In [19]:

import pandas as pd
import matplotlib.pyplot as plt
from sklearn import preprocessing
from sklearn.model_selection import train_test_split
from sklearn.linear_model import LinearRegression
import seaborn as sns
import numpy as np
from sklearn.feature_selection import r_regression
from sklearn.metrics import mean_squared_error, mean_absolute_error, r2_score
from sklearn.preprocessing import PolynomialFeatures
from sklearn.model_selection import cross_val_score

df = pd.read_csv('./data/workingData')




In [20]:
# Multiple Linear Regression


test_p = .2
seed = 123

X = df[['Fruit','Vegetables']].values.reshape(-1, 2)
y = df[['co2_including_luc']].values.reshape(-1,1)

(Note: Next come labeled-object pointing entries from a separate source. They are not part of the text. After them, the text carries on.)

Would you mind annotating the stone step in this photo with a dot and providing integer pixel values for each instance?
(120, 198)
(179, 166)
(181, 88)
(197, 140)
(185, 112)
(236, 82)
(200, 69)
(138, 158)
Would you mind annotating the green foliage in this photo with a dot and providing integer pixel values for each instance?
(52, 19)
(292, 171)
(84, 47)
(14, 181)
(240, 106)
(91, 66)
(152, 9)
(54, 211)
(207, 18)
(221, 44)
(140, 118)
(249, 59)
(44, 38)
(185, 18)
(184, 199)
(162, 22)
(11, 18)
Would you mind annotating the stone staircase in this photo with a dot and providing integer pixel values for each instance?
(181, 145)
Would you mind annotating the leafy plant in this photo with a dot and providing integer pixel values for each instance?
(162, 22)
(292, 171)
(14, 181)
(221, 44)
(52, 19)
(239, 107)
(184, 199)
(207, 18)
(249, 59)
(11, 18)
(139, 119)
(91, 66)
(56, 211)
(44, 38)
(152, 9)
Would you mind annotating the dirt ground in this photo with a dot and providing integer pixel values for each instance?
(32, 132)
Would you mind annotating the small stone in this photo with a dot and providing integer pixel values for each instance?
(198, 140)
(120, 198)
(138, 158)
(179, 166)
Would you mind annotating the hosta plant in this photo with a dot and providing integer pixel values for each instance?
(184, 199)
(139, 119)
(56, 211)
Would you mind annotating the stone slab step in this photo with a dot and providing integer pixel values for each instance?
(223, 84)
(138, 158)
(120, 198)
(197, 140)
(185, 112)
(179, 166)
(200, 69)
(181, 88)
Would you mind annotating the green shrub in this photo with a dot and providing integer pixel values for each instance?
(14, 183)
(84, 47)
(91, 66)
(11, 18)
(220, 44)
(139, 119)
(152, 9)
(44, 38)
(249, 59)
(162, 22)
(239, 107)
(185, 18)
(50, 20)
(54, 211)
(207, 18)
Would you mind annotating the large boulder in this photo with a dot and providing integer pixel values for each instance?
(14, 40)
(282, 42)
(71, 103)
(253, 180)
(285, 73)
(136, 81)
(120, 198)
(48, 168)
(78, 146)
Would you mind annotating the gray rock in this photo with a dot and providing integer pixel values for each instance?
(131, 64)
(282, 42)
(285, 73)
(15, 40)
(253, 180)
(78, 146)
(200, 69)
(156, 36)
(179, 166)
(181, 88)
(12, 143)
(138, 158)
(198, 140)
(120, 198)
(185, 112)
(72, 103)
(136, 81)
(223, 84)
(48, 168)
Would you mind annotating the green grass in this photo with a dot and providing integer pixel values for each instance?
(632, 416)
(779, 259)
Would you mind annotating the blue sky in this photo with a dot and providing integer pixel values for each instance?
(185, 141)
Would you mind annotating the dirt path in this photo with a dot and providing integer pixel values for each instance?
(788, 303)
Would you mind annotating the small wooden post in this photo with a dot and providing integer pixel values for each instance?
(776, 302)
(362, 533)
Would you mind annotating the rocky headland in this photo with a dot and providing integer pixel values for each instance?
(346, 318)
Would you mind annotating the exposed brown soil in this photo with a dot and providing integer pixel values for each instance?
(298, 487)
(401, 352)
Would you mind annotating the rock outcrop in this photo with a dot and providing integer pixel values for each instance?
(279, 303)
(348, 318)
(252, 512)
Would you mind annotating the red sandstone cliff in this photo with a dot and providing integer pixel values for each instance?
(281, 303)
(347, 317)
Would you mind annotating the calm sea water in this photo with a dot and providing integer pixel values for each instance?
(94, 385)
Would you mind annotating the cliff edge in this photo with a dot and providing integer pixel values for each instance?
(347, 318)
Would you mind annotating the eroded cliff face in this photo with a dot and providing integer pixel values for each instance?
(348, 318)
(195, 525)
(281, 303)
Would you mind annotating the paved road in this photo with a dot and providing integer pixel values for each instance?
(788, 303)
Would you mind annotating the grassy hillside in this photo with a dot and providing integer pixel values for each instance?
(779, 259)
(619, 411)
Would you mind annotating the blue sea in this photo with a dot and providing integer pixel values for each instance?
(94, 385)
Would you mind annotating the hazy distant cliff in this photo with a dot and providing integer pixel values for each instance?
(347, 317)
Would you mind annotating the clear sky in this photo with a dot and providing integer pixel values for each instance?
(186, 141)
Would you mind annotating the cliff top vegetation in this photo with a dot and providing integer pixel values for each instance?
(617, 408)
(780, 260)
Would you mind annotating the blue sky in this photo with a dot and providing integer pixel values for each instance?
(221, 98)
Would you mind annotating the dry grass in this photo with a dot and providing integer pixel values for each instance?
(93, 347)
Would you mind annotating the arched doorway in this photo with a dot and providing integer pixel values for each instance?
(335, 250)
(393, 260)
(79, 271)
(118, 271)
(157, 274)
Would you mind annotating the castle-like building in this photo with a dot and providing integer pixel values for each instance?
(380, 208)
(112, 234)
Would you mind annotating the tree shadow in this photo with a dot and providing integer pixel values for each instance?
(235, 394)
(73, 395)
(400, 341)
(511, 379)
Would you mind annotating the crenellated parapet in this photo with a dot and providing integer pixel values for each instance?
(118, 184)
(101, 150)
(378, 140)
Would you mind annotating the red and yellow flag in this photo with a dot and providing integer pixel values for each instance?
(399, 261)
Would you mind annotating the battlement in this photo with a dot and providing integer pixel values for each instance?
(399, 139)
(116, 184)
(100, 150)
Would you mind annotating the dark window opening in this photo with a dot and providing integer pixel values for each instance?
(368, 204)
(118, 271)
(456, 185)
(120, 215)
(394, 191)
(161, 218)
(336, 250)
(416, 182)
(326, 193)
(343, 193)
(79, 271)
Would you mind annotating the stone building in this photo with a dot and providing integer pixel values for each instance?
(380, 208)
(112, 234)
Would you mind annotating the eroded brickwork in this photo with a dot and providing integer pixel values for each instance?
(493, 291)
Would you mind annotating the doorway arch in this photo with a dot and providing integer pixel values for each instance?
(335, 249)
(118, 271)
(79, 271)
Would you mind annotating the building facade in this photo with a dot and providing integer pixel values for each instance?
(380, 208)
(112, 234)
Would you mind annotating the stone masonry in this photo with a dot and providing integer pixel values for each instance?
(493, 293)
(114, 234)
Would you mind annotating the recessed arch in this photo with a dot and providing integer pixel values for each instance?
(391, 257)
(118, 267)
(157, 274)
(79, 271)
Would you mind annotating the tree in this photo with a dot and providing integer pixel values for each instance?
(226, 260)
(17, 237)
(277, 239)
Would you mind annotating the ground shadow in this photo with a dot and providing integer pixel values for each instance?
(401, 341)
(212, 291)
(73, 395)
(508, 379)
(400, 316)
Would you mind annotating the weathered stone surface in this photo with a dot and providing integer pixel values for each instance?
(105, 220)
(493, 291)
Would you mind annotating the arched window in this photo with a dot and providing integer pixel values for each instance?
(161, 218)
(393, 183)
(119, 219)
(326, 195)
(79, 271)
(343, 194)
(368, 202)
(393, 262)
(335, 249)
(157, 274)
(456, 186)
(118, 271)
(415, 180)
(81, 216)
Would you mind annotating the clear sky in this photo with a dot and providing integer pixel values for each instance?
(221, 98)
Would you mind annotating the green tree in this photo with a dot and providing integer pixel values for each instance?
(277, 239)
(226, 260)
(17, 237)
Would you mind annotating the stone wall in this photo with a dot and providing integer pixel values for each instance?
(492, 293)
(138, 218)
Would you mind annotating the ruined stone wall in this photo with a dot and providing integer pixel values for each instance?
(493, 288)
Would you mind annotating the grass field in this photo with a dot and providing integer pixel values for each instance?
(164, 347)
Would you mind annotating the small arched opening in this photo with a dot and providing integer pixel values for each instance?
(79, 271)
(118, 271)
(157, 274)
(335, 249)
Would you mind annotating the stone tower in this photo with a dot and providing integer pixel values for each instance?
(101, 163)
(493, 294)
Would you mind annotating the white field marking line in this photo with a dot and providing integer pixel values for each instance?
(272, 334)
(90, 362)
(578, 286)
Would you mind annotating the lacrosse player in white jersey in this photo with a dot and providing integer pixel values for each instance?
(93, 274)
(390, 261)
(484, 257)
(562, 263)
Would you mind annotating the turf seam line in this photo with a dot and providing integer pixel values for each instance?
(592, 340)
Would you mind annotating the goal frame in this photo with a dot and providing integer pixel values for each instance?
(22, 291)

X_train, X_test, y_train, y_test = train_test_split(

    X, y, test_size=test_p, random_state=seed
)

linModel = LinearRegression()
linModel.fit(X_train,y_train)
y_pred = linModel.predict(X_test)

print('MSE =', mean_squared_error(y_test, y_pred))
print('MAE =', mean_absolute_error(y_test, y_pred))
print('R-squared =', r2_score(y_test, y_pred))

ten_fold_scores = -cross_val_score(
    linModel, X_train, y_train, scoring='neg_mean_squared_error', cv=10
)

LOOCV_scores = -cross_val_score(linModel, X_train, y_train, scoring='neg_mean_squared_error', cv=49)

print('k = 10: ', np.mean(ten_fold_scores))
print('LOOCV: ', np.mean(LOOCV_scores))




MSE = 1102.4368871910176
MAE = 27.728753962775183
R-squared = 0.5386424005059065
k = 10:  1918.2758827315424
LOOCV:  2029.6336312562075


In [21]:
# multiple quadradic regression degree 2
test_p = .2
seed = 123

X = df[['Fruit', "Vegetables"]].values.reshape(-1, 2)
y = df[['co2_including_luc']].values.reshape(-1,1)

X_train, X_test, y_train, y_test = train_test_split(

    X, y, test_size=test_p, random_state=seed
)

X_train = np.asarray(X_train)
y_train = np.asarray(y_train)
polyFeatures = PolynomialFeatures(degree=2, include_bias=False)
xPoly = polyFeatures.fit_transform(X_train.reshape(-1, 2))
polyModel = LinearRegression().fit(xPoly, y_train)
poly_test = polyFeatures.fit_transform(X_test.reshape(-1, 2))
y_pred = polyModel.predict(poly_test)

# metrics.mean_squared_error(y_test, y_pred)
# metrics.mean_squared_error(y_test, y_pred, squared=False)
# metrics.mean_absolute_error(y_test, y_pred)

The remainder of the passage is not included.